The most important limitation of this study, in my opinion, is that “divorce is an imperfect measure of marital satisfaction, the latter which (the study was) unable to directly assess.” Divorce is tragic. I once read that “each divorce is the death of a small civilization,” a poignant description of the far-reaching effects of divorce on many people beyond just the two ex-spouses. However, divorce does not occur without warning, divorce is not the entirety of the problem and divorce is not the best stage for intervention. Divorce is the result, not the cause, of the dissolution of a marriage. Just as a civilization is already dead—or at least terminally ill—when the government is overthrown, the marriage crumbles long before the parties divorce. So, while physician divorce rates are illuminating, the health of physician marriages is a much more useful thing to understand. When marriages are unhealthy, interventions can aid healing. When marriages are in their death throes, interventions are likely not to succeed.

Further understanding of marital satisfaction in physician marriages is important as a broad question. But the partners in each physician marriage already know the answer, at least as it relates to their own marriage. While additional research will assist in changes to the profession to improve work-life balance, individual physicians and spouses don’t need data to support the civilizations within their homes. They need resources to recognize problems, improve communication and increase the intimacy and vulnerability that can be inherently challenging for the typical physician’s personality. And as the data mounts on the long-term impacts of divorce on children, the urgency of intervention in troubled marriages increases.
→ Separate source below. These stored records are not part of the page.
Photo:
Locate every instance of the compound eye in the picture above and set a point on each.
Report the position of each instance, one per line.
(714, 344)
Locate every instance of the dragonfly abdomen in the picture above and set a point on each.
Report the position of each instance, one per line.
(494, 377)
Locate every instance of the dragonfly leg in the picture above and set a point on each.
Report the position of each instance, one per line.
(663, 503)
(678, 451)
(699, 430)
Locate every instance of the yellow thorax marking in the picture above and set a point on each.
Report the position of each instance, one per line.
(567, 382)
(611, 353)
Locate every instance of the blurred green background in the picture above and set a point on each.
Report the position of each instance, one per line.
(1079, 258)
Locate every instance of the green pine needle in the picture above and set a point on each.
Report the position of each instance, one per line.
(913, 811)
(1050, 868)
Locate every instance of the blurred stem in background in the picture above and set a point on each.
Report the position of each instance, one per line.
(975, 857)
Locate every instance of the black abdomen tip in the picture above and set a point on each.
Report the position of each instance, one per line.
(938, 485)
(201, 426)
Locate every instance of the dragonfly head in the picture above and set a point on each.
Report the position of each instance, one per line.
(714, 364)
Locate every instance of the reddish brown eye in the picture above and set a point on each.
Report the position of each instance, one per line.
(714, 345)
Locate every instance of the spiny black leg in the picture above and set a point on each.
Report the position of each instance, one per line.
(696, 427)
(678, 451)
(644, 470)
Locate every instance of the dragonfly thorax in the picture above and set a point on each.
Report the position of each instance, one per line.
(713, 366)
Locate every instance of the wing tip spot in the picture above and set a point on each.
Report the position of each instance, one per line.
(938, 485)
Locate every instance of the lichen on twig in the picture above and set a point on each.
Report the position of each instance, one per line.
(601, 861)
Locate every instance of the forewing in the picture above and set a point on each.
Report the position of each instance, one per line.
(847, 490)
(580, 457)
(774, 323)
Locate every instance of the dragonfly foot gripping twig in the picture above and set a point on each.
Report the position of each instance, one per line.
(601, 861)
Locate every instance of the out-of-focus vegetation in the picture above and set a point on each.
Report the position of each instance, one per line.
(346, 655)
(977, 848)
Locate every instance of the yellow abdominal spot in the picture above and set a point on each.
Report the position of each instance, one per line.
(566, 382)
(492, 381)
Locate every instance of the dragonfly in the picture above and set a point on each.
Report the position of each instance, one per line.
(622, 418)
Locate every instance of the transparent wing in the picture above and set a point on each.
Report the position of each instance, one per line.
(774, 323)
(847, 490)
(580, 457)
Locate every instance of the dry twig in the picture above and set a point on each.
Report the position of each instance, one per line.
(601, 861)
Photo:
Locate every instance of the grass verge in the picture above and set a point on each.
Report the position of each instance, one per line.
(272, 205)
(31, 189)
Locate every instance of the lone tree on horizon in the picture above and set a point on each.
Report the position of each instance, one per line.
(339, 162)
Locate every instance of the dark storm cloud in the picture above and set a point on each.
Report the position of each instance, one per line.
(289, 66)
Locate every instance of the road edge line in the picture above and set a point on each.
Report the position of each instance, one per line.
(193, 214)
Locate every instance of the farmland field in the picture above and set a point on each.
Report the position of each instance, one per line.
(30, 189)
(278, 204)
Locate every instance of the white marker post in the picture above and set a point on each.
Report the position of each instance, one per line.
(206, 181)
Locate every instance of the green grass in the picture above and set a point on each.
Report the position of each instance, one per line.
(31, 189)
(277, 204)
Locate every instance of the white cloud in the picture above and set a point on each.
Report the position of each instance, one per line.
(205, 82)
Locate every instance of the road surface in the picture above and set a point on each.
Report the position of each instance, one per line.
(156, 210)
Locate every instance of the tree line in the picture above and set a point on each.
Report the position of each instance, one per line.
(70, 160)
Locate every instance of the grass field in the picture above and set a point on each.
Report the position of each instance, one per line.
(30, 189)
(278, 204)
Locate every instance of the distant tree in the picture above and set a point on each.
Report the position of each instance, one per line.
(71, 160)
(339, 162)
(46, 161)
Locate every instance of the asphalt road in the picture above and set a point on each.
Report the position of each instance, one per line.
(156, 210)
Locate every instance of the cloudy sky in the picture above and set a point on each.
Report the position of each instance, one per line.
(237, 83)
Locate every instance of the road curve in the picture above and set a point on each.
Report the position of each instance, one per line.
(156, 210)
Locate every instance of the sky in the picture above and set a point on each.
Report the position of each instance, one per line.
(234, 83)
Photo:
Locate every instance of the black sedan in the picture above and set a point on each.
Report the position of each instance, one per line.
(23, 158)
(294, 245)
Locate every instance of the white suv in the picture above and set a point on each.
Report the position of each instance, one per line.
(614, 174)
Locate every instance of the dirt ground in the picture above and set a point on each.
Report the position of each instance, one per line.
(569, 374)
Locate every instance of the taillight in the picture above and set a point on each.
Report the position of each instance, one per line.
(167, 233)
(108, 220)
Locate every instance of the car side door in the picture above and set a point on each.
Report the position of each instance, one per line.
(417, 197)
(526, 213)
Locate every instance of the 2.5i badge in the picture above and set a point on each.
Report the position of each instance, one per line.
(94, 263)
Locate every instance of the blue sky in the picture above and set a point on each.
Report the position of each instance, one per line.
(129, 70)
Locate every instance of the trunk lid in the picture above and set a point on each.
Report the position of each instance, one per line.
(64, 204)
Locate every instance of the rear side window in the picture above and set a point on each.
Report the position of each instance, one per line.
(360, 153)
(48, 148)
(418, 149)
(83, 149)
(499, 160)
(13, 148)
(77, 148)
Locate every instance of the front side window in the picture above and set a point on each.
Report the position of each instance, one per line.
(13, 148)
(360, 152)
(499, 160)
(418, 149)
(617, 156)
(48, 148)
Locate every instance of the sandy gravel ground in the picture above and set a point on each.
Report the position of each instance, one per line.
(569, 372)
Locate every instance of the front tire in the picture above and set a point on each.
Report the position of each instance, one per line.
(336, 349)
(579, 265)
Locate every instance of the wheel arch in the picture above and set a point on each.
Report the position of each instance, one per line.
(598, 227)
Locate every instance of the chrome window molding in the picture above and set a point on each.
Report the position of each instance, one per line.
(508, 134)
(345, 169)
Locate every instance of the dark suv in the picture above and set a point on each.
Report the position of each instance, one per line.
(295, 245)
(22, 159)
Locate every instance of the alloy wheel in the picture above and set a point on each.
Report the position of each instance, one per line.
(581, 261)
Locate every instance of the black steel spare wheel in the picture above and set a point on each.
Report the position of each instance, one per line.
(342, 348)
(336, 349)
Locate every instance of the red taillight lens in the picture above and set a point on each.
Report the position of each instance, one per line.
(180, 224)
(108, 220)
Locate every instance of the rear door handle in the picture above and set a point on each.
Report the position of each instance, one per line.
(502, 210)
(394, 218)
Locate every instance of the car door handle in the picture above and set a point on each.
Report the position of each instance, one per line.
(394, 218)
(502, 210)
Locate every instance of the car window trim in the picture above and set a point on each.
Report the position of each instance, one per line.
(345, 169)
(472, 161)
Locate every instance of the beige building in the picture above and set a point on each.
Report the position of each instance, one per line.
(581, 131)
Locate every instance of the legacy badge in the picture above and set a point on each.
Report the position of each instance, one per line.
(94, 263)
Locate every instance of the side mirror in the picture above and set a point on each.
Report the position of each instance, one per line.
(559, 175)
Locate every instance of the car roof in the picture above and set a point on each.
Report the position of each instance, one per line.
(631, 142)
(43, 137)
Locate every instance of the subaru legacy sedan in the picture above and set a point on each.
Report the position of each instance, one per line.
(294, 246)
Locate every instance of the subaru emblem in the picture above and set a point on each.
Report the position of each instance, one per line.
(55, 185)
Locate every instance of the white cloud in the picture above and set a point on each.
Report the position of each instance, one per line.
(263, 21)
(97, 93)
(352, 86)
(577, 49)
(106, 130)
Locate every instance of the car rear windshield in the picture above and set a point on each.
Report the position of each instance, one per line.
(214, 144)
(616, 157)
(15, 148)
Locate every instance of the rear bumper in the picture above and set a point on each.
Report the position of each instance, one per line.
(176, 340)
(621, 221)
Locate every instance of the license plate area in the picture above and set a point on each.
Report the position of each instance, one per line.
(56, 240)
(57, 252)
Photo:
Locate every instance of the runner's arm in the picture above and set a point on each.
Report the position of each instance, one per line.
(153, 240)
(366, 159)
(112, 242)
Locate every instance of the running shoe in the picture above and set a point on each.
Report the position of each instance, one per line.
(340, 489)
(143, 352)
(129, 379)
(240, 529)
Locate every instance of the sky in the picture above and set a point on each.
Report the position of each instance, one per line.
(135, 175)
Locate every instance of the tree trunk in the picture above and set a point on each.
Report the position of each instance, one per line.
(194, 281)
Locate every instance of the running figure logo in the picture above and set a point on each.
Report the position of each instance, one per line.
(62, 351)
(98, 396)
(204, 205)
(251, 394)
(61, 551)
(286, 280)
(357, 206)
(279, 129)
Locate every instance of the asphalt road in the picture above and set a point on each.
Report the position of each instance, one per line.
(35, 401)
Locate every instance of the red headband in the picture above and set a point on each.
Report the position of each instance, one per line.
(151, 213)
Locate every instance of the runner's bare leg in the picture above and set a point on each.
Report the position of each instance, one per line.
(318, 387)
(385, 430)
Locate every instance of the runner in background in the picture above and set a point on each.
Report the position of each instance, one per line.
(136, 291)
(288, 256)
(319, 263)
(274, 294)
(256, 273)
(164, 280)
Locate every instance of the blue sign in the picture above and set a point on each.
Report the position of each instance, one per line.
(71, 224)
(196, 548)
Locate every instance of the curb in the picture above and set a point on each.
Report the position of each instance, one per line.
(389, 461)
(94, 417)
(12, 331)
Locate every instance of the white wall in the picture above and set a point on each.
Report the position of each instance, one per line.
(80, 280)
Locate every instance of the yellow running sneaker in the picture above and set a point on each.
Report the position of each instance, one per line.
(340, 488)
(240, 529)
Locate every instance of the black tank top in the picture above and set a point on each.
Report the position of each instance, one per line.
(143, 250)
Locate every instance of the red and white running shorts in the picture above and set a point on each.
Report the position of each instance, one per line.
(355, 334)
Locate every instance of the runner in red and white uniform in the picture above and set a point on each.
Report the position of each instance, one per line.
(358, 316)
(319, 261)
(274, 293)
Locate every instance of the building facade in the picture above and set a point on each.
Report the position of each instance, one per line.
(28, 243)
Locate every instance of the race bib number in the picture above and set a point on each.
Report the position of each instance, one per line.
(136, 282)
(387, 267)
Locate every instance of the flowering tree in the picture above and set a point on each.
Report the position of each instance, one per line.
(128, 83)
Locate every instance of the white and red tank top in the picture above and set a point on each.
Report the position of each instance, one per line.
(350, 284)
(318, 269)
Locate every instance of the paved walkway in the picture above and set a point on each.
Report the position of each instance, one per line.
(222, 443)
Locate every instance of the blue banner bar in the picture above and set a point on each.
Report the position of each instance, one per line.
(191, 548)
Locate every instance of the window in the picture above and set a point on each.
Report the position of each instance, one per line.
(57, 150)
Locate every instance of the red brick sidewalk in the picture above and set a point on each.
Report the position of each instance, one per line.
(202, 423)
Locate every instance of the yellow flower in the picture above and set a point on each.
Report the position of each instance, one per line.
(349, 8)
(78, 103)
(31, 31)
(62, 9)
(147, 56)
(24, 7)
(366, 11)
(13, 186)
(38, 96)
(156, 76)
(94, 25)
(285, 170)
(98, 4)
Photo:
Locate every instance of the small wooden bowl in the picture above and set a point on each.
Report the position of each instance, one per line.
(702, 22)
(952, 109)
Resources are available, and the reasons to access them are myriad. Counseling and therapy, both marital and personal, are effective tools, as is medication, when indicated. Supportive relationships with pastors, physicians and friends can encourage continued work toward a healthier marriage. Self-help books abound on the topic, as do marriage retreat weekends. And, as Christian physicians, CMDA’s Marriage Enrichment Weekends are available to us several times per year, with some specifically focusing on female physicians and their spouses, addressing the issues unique to the physician-wife-mom dynamic.

As a profession, we need to understand how we are caring for our members and their spouses, as well as how we can better support their marriages. As individual physicians, and particularly as Christians, we need to understand how our own marriages are doing and how we are impacting our spouses. If we, through overwork, undue emotional commitment to patients or inability to be intimate and vulnerable with our chosen life-mates are detracting from the health of our marriages, the onus is on us to change. Overall, physician marriages in this country are healthier than we thought they were. Though I have no data, I want to believe that Christian healthcare marriages surpass even this new data. And as Christians in healthcare, I challenge you and myself to pursue our marriages with the same intensity and wholeheartedness we pursued our training…to give our marriages more energy and commitment than we give our practices…to care more about our spouses’ challenges than we do about those of our patients.